Quantitative analysis of the prediction performance of a Convolutional Neural Network evaluating the surface elastic energy of a strained film

Abstract

A Deep Learning approach is devised to estimate the elastic energy density $\rho$ at the free surface of an undulated stressed film. About 190000 arbitrary surface profiles $h\left(x\right)$ are randomly generated by Perlin noise and paired with the corresponding elastic energy density profiles $\rho \left(x\right)$, computed by a semi-analytical Green’s function approximation, suitable for small-slope morphologies. The resulting dataset and smaller subsets of it are used for the training of a Fully Convolutional Neural Network.

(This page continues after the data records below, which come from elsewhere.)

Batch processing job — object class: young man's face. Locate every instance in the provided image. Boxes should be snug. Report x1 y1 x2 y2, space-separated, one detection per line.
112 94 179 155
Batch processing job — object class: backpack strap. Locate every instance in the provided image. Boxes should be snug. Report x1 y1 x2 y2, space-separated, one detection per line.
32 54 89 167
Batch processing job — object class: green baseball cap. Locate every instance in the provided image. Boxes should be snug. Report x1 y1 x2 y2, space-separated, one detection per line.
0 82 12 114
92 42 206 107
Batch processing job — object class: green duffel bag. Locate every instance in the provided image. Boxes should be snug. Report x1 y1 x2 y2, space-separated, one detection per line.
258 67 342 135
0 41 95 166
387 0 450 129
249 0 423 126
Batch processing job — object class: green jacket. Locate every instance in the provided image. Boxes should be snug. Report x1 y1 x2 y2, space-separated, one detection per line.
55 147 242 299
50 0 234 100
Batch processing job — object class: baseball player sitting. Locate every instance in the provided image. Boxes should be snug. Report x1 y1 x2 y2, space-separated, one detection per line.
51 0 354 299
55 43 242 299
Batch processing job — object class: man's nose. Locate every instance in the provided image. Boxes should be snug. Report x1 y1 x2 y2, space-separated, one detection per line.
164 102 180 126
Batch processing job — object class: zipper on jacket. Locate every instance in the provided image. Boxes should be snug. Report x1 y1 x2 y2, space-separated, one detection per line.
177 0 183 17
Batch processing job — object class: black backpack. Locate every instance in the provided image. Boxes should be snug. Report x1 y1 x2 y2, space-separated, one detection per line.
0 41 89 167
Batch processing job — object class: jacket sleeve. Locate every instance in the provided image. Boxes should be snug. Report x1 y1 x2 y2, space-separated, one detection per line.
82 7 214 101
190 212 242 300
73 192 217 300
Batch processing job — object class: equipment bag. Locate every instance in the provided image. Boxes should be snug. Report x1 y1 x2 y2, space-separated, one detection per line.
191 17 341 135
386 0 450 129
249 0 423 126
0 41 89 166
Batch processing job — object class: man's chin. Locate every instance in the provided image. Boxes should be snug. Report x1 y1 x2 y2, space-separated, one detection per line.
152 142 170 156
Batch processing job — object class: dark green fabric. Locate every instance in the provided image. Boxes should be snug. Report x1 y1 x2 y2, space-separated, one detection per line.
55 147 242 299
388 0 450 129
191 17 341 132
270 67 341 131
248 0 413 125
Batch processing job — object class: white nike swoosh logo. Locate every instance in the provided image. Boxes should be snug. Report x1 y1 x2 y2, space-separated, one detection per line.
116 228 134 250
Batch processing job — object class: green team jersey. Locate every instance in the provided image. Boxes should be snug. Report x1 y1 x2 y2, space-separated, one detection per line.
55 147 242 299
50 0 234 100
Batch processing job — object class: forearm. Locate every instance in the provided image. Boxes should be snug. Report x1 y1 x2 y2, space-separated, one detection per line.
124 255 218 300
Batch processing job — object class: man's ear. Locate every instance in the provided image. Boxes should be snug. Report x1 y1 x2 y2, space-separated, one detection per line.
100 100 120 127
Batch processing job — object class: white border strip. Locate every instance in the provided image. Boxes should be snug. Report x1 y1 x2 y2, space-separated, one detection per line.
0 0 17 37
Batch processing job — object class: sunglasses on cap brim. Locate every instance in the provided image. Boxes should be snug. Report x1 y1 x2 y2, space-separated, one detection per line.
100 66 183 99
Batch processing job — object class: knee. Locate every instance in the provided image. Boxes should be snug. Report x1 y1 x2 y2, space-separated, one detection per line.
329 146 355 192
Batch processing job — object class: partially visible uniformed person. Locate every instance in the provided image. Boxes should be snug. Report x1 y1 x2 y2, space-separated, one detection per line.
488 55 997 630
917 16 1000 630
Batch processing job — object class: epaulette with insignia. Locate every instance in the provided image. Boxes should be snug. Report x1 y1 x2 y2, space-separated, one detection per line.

The trained models are shown to return quantitative predictions of $\rho$, not only in terms of convergence of the loss function during training, but also in validation and testing, with better results in the case of the larger dataset. Extensive tests are performed to assess the generalization capability of the Neural Network model when applied to profiles with localized features or assigned geometries not included in the original dataset. Moreover, its possible exploitation on domain sizes beyond the one used in the training is also analyzed in-depth. The conditions providing a one-to-one reproduction of the “ground-truth” $\rho \left(x\right)$ profiles computed by the Green’s approximation are highlighted along with critical cases. The accuracy and robustness of the deep-learned $\rho \left(x\right)$ are further demonstrated in the time-integration of surface evolution problems described by simple partial differential equations of evaporation/condensation and surface diffusion.